GENEVA (Reuters) - The United Nations said on Tuesday that its Syria envoy Staffan de Mistura planned to consult Syrian factions and interested countries on a new round of peace talks, confirming a Reuters report.
“Starting in May ... de Mistura will proceed with a series of in-depth, separate consultations with the Syrian stakeholders and regional/international actors to take stock of their views as of today,” U.N. spokesman Stephane Dujarric said.
A U.N. spokesman in Geneva, Ahmad Fawzi, said de Mistura was “heavily engaged” in discussions on the process, which would be based on the Geneva communiqué, the June 2012 document that set out a path to peace and political transition but left unresolved the future role of Syrian President Bashar al-Assad.
U.N.-led peace talks collapsed a year ago, but Reuters reported on Monday that de Mistura was proposing to hold fresh consultations, having been instructed to revive the political track by U.N. Secretary-General Ban Ki-moon.
No invitations to the talks, which will be held in Geneva, have yet been sent out, Fawzi said.
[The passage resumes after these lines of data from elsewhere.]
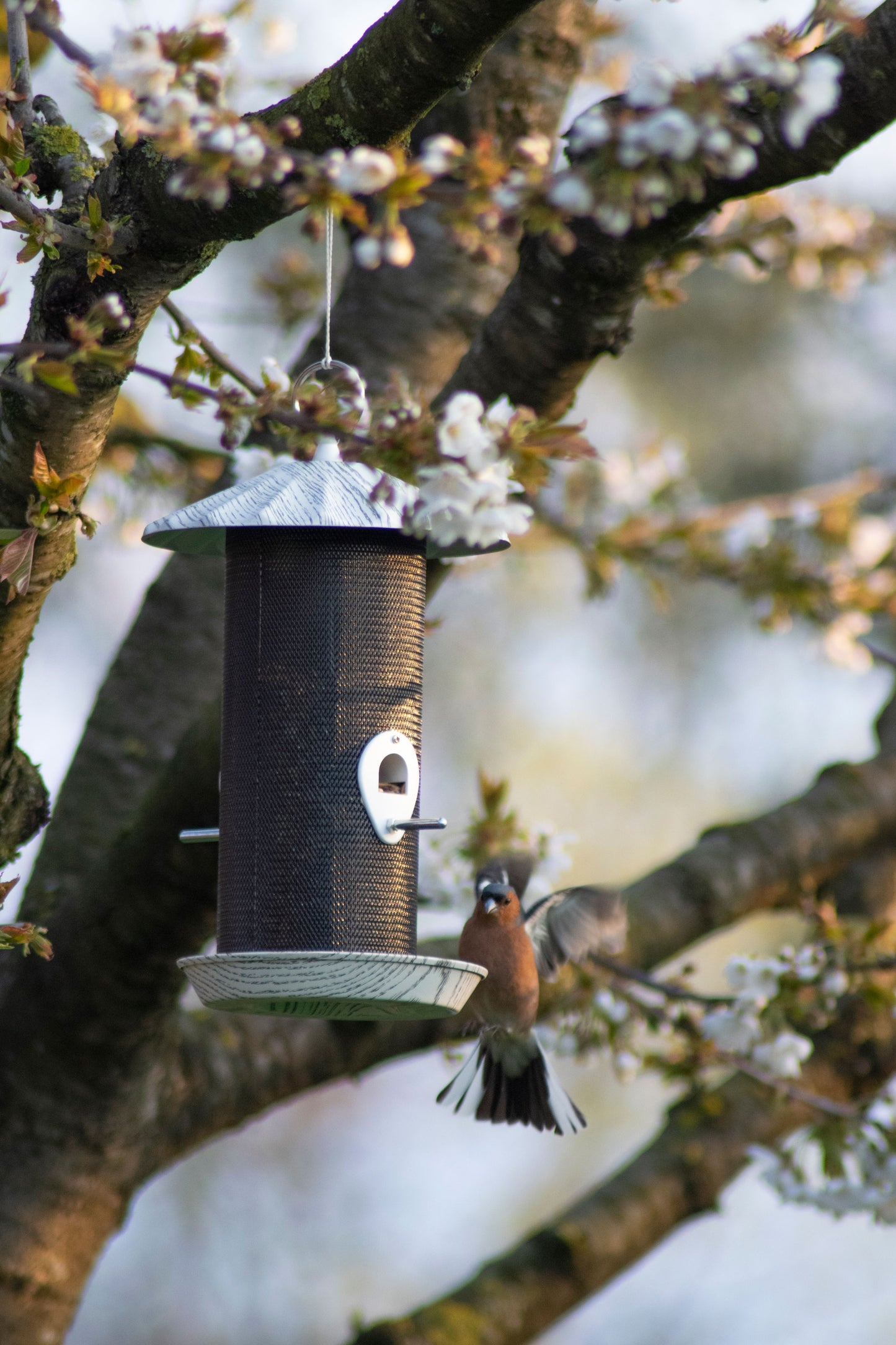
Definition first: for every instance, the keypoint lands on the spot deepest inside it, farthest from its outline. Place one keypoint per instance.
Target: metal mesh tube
(324, 649)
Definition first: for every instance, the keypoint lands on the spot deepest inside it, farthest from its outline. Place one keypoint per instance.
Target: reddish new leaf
(17, 560)
(6, 888)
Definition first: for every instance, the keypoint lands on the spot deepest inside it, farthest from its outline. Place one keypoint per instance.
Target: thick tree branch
(732, 870)
(561, 314)
(420, 321)
(375, 94)
(756, 865)
(434, 45)
(167, 670)
(701, 1148)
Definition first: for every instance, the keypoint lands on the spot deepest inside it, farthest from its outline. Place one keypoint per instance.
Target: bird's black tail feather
(508, 1079)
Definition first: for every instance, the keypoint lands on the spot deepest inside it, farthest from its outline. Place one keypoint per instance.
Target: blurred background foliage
(628, 724)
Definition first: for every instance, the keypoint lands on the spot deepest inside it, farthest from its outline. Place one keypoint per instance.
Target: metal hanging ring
(352, 375)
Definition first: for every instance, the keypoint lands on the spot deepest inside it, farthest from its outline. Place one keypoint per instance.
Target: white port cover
(389, 777)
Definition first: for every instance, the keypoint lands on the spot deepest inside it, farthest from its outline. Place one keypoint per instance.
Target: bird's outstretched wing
(570, 924)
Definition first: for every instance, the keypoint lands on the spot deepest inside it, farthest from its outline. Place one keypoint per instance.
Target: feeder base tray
(365, 986)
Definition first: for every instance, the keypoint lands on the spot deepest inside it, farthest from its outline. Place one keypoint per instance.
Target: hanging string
(328, 236)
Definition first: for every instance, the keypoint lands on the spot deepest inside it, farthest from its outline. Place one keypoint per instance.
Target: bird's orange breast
(510, 996)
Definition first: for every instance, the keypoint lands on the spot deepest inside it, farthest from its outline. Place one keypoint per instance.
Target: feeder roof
(291, 494)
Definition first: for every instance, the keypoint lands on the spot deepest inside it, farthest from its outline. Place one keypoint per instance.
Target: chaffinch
(508, 1078)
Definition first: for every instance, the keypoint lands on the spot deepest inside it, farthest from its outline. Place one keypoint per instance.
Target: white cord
(328, 359)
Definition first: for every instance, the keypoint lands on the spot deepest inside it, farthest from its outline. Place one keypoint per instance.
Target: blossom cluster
(739, 1028)
(170, 86)
(636, 158)
(863, 1177)
(825, 553)
(465, 498)
(812, 241)
(449, 865)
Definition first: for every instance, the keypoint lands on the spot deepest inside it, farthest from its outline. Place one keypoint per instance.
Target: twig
(663, 988)
(297, 420)
(130, 437)
(68, 235)
(880, 655)
(57, 350)
(216, 355)
(70, 49)
(19, 63)
(879, 965)
(794, 1091)
(18, 385)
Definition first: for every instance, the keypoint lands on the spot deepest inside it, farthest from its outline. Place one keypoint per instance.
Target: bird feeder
(320, 747)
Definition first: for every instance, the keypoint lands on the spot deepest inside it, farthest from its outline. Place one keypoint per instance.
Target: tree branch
(186, 326)
(70, 49)
(420, 321)
(701, 1148)
(561, 314)
(19, 62)
(732, 870)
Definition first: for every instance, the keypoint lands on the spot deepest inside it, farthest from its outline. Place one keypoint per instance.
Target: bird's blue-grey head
(494, 890)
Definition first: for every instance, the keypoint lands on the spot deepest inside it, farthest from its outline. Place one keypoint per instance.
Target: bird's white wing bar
(570, 924)
(566, 1114)
(465, 1091)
A U.N. source in Geneva said Iran would be among those invited, but a senior Western diplomat in New York said on condition of anonymity the question of Tehran’s participation remained unresolved, despite the U.N.’s clear desire to include the Iranians.
Western diplomats in New York said it was hard to be optimistic about the renewed push for Syria peace talks.
Iran’s proposed involvement has been contentious in previous rounds of Syria talks, although many countries see it as an indispensable part of any political deal, since Iran is a major ally of Assad.
In January 2014 Ban Ki-moon invited Iran to attend Syria peace negotiations in Montreux, Switzerland, and then withdrew the invitation, citing Tehran’s lack of support for the Geneva communiqué.
Asked about Iran’s possible participation, Dujarric said: “It is important that all those who have an influence on the current conflict be included in discussions.”
In 2012, the United States objected to Iran’s participation in the ministerial conference that produced the Geneva communiqué. Iran never signed the document and has long actively supported Assad’s campaign against rebel forces in Syria.
The United States and Iran have narrowed their differences with a draft agreement on Iran’s nuclear programme this month, which some diplomats think could ease tensions and help with any future round of Syria talks.